Manufacturing's share of total exports has increased by 8 percentage points to 17 per cent and services' share has gone from 14 per cent to 23 per cent. What services do we send abroad? We don't, really. Foreigners come here to buy tourism and education.

Why does the structure of the economy keep evolving? Connolly and Lewis identify four main drivers. First is the rising demand for services. As our real incomes grow over time there's a limit to how much more we can eat, wear, drive and watch - our demand for goods, in other words.

But there's no limit on the services we demand. We're spending ever more on health, education, recreation and financial services. Since 1960, the proportion of consumer spending going on services has increased from 40 per cent to more than 60 per cent.

Second is the industrialisation of east Asia.

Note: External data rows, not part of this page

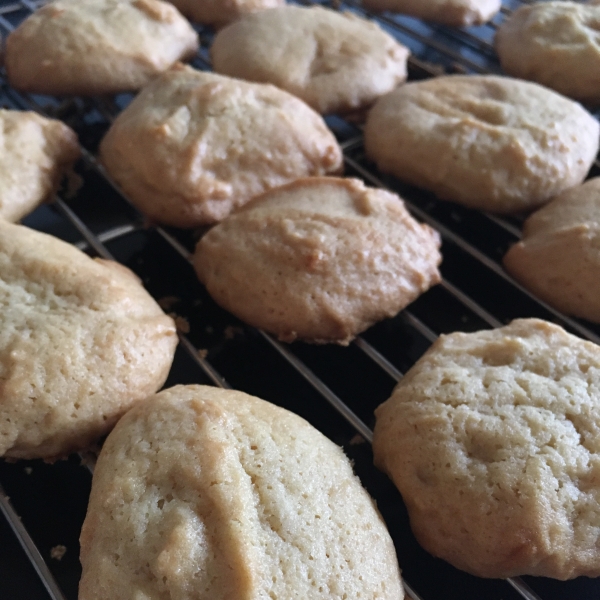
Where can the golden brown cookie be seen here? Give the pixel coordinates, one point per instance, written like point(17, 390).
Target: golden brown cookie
point(558, 258)
point(90, 47)
point(492, 439)
point(194, 145)
point(221, 12)
point(81, 341)
point(555, 44)
point(35, 152)
point(459, 13)
point(335, 62)
point(487, 142)
point(320, 259)
point(213, 494)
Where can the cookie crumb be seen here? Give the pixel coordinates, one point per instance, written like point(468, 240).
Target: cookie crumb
point(57, 552)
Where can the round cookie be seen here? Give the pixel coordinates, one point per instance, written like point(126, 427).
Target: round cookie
point(221, 12)
point(195, 145)
point(558, 258)
point(320, 259)
point(207, 493)
point(487, 142)
point(91, 47)
point(335, 62)
point(458, 13)
point(81, 341)
point(555, 44)
point(493, 440)
point(35, 152)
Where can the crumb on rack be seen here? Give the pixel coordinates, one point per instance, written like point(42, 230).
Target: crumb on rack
point(57, 552)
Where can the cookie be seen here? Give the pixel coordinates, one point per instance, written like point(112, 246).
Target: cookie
point(35, 152)
point(458, 13)
point(320, 259)
point(194, 145)
point(492, 439)
point(91, 47)
point(221, 12)
point(81, 342)
point(208, 493)
point(487, 142)
point(335, 62)
point(555, 44)
point(558, 258)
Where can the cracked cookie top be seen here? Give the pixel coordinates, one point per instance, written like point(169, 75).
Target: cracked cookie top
point(333, 61)
point(493, 440)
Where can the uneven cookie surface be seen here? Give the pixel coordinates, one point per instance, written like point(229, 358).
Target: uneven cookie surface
point(90, 47)
point(206, 493)
point(221, 12)
point(487, 142)
point(320, 259)
point(333, 61)
point(460, 13)
point(558, 258)
point(195, 145)
point(555, 44)
point(80, 342)
point(492, 439)
point(35, 152)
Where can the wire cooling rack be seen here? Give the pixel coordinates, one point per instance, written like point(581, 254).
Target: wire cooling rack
point(334, 388)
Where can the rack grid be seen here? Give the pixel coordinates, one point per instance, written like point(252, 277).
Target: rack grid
point(334, 388)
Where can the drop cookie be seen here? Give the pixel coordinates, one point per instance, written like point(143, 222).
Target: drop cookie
point(90, 47)
point(492, 440)
point(558, 258)
point(213, 494)
point(35, 153)
point(555, 44)
point(487, 142)
point(81, 341)
point(194, 145)
point(221, 12)
point(320, 259)
point(457, 13)
point(335, 62)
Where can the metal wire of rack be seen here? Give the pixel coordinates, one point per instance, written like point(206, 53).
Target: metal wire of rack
point(336, 389)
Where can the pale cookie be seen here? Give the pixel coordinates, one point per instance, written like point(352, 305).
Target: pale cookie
point(90, 47)
point(335, 62)
point(194, 145)
point(559, 256)
point(320, 259)
point(221, 12)
point(493, 440)
point(487, 142)
point(555, 44)
point(459, 13)
point(81, 341)
point(206, 493)
point(35, 153)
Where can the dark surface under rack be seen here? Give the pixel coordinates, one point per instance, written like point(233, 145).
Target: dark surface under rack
point(334, 388)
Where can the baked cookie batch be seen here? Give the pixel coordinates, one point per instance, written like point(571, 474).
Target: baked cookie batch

Over the past 50 years, Asia has exploited its low cost of labour to become a big global producer and exporter of manufactures (with the main location of that production slowly migrating from Japan to South Korea and Taiwan to China, as labour costs have risen with economic success).

The Asians have needed primary commodities as raw materials for their manufacturing, and we've been nearby. Their "comparative advantage" and ours have been a great fit.

Third is economic reform.

Reductions in trade protection of manufacturing contributed to its declining share, whereas deregulation has help to increase the share of various service industries, particularly banking and finance.

The final driver of structural change is technological advance. Computerisation has made primary and secondary industries more capital-intensive while increasing the size of computer-related service industries.

Improvements in business practices (including just-in-time production and out-sourcing) have contributed to the service industries' rising share of total output and employment.

The main thing to remember is that 200 years of efforts to increase productivity by means of "labour-saving" technology haven't led to ever-rising unemployment, as people always fear it will.

That's because higher productivity leads to increased real income and as that income is spent new jobs are created elsewhere in the (services) economy.